*Rangel Alves
da Costa
Diferentemente
do que se imaginava, aquela onça não tinha por hábito atacar e devorar qualquer
outro animal ou homem que encontrasse pela frente. Era arredia, calma, quase em
mansidão no seu habitat e arredores.
A onça, de
modo geral e como costumeiramente se comenta, é tida como um dos mais perigosos
e ferozes animais. E é mesmo. Suas garras, sua sanha, sua impulsão ao pulo ante
a presa, são conhecidas e temidas pelas matarias onde ainda habita. Umas poucas
apenas, pois sob o risco de extinção ante o avanço do homem sobre as matas.
A onça é um
mamífero carnívoro da família dos felídeos, rivalizando em ferocidade com o
tigre e o leão. Felino de grande porte, com o corpo recoberto de pelos rajados
entre o negro e o amarelado acastanhado.

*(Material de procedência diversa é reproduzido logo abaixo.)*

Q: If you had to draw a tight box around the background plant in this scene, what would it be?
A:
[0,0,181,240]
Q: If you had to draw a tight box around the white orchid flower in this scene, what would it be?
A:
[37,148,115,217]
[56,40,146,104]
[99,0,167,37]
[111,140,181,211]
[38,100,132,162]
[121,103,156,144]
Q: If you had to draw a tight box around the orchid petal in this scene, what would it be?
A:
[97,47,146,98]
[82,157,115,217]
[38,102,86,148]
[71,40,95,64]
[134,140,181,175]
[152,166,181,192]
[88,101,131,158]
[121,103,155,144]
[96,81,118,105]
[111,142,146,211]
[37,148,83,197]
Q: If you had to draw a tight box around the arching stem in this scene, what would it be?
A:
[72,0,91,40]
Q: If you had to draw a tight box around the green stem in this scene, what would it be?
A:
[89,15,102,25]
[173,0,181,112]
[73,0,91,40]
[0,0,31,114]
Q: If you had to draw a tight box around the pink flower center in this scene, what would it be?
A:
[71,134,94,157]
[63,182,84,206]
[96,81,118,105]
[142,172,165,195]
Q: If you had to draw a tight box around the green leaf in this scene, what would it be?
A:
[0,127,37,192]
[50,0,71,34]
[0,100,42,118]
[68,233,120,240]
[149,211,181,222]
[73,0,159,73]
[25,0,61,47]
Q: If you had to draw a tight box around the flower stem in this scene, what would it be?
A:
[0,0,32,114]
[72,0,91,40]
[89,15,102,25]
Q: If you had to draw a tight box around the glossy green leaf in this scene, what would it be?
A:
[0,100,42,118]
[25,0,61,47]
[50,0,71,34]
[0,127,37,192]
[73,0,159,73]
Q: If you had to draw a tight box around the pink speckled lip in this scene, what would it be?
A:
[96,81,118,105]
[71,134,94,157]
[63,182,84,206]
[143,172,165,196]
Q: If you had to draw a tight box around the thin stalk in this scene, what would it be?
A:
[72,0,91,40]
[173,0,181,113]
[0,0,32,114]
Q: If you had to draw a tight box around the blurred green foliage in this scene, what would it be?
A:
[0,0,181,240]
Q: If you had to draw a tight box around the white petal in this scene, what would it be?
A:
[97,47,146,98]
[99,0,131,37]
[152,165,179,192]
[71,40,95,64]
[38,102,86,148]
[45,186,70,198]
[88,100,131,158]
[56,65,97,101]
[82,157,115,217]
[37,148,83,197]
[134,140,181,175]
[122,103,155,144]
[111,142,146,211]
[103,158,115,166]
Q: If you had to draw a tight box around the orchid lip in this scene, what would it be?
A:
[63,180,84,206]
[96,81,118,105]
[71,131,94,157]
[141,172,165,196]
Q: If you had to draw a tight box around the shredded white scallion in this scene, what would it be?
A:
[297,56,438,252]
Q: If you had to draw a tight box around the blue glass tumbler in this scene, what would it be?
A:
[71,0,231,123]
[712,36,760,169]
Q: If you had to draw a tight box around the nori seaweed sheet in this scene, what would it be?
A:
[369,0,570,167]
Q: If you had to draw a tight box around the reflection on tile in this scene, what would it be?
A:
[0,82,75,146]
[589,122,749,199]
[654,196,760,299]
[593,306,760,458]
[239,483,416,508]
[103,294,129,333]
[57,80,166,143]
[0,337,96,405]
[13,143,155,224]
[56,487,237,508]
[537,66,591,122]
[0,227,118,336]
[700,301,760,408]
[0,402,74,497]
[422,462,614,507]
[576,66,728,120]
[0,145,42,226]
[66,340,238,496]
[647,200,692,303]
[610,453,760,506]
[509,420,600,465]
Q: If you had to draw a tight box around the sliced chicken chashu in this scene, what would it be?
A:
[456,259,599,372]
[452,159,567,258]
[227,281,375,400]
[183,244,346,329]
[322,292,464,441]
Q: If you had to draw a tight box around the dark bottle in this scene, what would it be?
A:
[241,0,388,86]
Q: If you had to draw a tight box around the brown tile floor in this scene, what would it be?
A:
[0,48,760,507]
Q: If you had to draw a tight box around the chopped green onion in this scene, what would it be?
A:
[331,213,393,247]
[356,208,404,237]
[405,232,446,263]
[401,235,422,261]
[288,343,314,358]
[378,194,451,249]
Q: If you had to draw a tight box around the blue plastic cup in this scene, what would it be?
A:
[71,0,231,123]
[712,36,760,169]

Geralmente solitária, andando sem
pressa, possui, porém, um faro que vai mapeando tudo ao redor e um olhar de
longo e seletivo alcance.
Caminha
silenciosa, furtiva, entre tufos e folhagens, em busca de seu alimento. Uma vez
encontrado, avança em alta velocidade e se lança em veloz e longo salto até
imobilizar sua presa. Come o bicho do mato, o animal da fazenda, até mesmo o
ser humano que encontrar. Tudo depende de sua fome.
Os ferozes
ataques não são costumeiros, pois se contenta com os pequenos animais que
devora. Contudo, a situação muda quando somem seus pratos do dia a dia e quanto
mais fareja, olha e procura, mais a falta de alimento vai se transformando em
perigo a tudo o que ser encontrado. É quando avança de seu território e adentra
em pastagens e até arredores das casas.
Verdade é que
quando a pintada se vê aperreada pela fome, tudo o que encontrar pela frente se
torna em presa. Primeiro ronda, depois avança lentamente, em seguida salta
sobre a vítima já com as garras navalhadas e prontas para abocanhar e destroçar
todo o corpo. Come com tamanha avidez que em pouco instante somente a carcaça
restará aos urubus e outros carnicentos.
Mas, como
dito, a onça é animal manso, sossegado, pacificamente vivendo os seus dias.
Tudo começa a mudar a partir do instante em que se sente ameaçada por outros
predadores - bicho e homem - ou quando tem fome. E quando tem fome e sede então
todo o instinto de fera feroz toma conta de si. E ai de quem se coloque adiante
em momentos assim.
É próprio dos
animais - e não somente das onças - a ferocidade e o ataque como instintos de
sobrevivência. Quando se sentem ameaçados, verdadeiramente se transformam em
monstros aterrorizantes. O menor animal se modifica como pode, busca forças
escondidas, e de repente faz sucumbir até mesmo aquele de força e ferocidade
superiores. Como bem diz o ditado, quando pisado até mesmo o menor verme se
revira. E para contra-atacar.
Daí surgir a
onça no ser humano. E uma pintada selvagem, bruta, selvagem, violenta ao
extremo. Mas por que assim, por que também o homem se animaliza tanto e tão
vorazmente? Pela mesma situação da onça, ao menos em alguns. Pessoas calmas,
pacíficas, educadas, fraternas, e num instante já partem com garras afiadas
contra sua ameaça, seu oponente ou seu predador.
O homem,
quando ferido na alma, na honra, na dignidade, na sua moral, no seu corpo, na
sua integridade, no seu viver pacífico, também passa a ter a mesma fome e a
mesma sede que a onça pintada. E passa a demonstrar uma valentia impressionante
e jamais imaginada para uma pessoa tão avessa às violências.
Mais uma vez a
história do verme: quando pisado até mesmo o menor verme se revira. E mais:
quando injustiçado, quando injustamente ferido, quando pisado na sua honra e no
seu caráter, o instinto mais pacífico acaba clamando pelo troco em igual medida
ou em maior proporção, a depender de quem venha a desonra ou a ameaça. Um fato
normal, apenas humano, quando a ninguém é dado ferir sem ser ferido, fazendo
valer o olho por olho dente por dente. Ou apenas a arma que se tenha perante o
ataque.
O homem é a
mesma onça nos seus habitats. Cada um procura apenas sobreviver sem precisar
enfrentar predadores muito perigosos. Ataca-se quando preciso, mas evita-se
viver com garras à mostra ou com navalha à mão. Mas não há jeito. Sempre a fome
e a sede são trazidas pelo forasteiro que se arvora do direito de ameaçar.
Então não haverá outra resposta senão o ataque feroz.